The first step for virtual wineries is finding a physical location to make their wines. They have to make it under an existing manufacturing licence and need the use of crushing and fermentation equipment provided by the winery. That’s why so many virtual wine owners have day jobs at established wineries.
Hundertmark, who has been crafting wines at Marynissen since 2007, feels fortunate that his employers agreed to rent him space at the winery to make his wines. He purchases grapes from top growers, buys his own oak barrels and makes the wine on his time.
“I don’t have a million dollars to buy my own winery, but I can buy a few grapes and make some wine,” Hundertmark says.
Like many virtual winemakers, he doesn’t see himself ever building his own winery but, at the same time, he doesn’t want to impose on his employer forever, either. “I would love for someone to come in and build something like the Okanagan Crush Pad [a custom crush facility in Summerland, B.C.]. That would make a lot of sense. I don’t want to depend on Marynissen forever,” he says.
Hundertmark’s first wine, released this spring, is the 100 Marks Red 2010, a blend of pinot noir and gamay. The 100 Marks label follows on the heels of other recent successful virtual brands launched in Ontario, including former Le Clos Jordanne winemaker Thomas Bachelder who just unveiled a trio of chardonnays, one each from Niagara, Oregon and Burgundy.
In B.C., the concept of virtual wineries caused controversy when some confused the category with large-production second labels released by larger wineries. Since there is no clear definition of “virtual” winery, it’s easy to see why there is confusion out there. Most large wineries make multiple brands that aren’t always clearly linked to the parent company. True virtual wineries depend entirely on another winery’s licence to make their wines.

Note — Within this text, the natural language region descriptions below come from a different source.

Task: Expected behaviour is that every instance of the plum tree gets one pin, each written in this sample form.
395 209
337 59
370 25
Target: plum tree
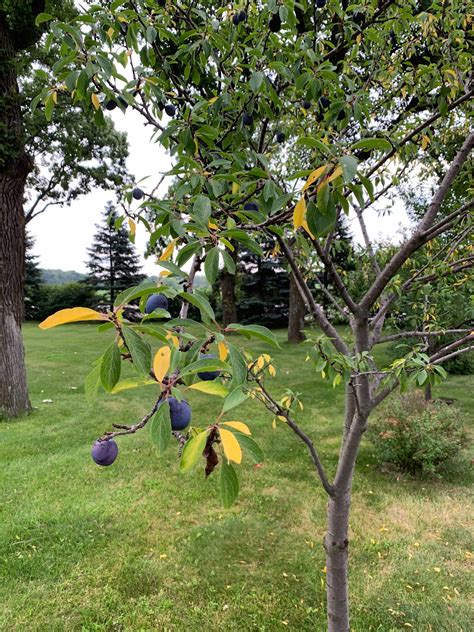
137 194
156 301
207 376
329 169
180 413
104 452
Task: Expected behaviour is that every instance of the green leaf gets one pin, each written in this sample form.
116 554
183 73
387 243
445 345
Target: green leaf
236 397
139 350
248 445
124 385
92 383
160 428
198 300
211 387
110 367
207 364
43 17
211 265
229 486
238 365
349 167
255 331
193 451
372 143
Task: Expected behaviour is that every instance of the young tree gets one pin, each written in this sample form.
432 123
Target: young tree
362 91
113 263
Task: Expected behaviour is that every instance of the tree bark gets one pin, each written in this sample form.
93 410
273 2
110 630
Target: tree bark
295 313
229 306
15 165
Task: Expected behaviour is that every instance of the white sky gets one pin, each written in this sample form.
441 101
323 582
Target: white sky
63 234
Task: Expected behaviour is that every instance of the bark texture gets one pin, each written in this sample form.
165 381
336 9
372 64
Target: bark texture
229 306
15 165
295 313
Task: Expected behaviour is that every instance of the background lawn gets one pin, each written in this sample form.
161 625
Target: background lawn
139 546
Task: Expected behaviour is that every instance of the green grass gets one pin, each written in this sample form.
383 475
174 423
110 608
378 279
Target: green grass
138 546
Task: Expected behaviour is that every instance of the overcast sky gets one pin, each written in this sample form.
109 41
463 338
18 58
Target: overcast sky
63 234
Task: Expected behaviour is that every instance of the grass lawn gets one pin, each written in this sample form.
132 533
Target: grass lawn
140 547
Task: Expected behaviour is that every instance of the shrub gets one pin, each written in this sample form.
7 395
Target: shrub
417 437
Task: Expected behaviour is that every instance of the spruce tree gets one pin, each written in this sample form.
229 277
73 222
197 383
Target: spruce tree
113 263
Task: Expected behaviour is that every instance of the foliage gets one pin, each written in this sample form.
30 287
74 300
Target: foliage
48 299
113 263
418 437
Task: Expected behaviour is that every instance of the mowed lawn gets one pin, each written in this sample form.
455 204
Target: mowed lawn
140 547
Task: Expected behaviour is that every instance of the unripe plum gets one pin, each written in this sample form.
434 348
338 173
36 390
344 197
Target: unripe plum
156 301
104 452
206 376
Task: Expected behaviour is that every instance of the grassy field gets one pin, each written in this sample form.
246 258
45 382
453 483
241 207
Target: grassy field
140 547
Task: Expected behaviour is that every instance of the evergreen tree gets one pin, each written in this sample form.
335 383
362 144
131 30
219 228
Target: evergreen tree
33 280
113 263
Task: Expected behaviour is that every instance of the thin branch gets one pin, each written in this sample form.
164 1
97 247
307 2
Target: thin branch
275 408
315 309
418 238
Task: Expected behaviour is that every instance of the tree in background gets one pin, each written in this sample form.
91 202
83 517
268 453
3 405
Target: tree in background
364 105
113 263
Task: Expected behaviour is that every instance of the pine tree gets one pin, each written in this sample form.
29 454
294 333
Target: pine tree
113 263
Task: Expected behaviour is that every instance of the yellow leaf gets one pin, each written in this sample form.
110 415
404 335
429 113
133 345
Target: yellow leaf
223 351
299 212
238 425
306 227
314 176
168 251
174 339
71 315
95 100
161 363
335 174
231 446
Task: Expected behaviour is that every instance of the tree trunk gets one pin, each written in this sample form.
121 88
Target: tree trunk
229 307
15 165
296 313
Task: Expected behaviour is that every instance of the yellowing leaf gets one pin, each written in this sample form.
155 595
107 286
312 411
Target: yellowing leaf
313 176
168 251
161 363
335 174
71 315
231 446
238 425
95 100
299 212
306 227
223 352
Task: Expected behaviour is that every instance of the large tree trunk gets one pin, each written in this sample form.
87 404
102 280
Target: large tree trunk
14 168
296 313
229 307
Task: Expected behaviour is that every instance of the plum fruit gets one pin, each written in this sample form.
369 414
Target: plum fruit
206 376
180 413
104 452
156 301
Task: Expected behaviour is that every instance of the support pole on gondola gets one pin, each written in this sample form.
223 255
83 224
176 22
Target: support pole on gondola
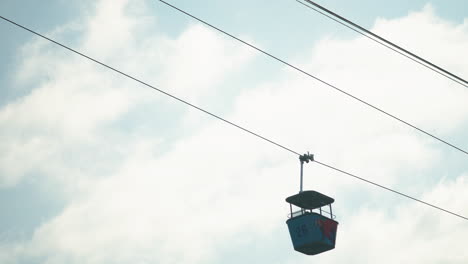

Christine Coletta and her husband, Steve Lornie, started as a virtual winery in the Okanagan Valley with their Haywire brand, but, as volumes grew, they were quickly running out of wineries large enough to make their wines. The idea came to Coletta for a wine commune of sorts for virtual winemakers to come together in one big working playground with a one-stop facility to make their wines.
“Obviously, there is a need for a crush pad,” says Coletta. “People were making it quietly in the shadows. It was kept on the down-low. We decided to bring it into the limelight.”
Her company, Okanagan Crush Pad, was opened in September 2011, and offers winemaking, branding, marketing, business planning and sales through a retail store. Several virtuals have signed on, including Bartier Brothers, Bartier-Scholefield, Rafter F and Harper’s Trail.
It’s a venture that has been so successful right out of the gate that it’s quickly running out of space. “We already have a problem. There’s more demand than space,” Coletta says of the 20,000-case facility.
Which is a very good problem to have and one that points to a side of the industry that appears to be just getting started.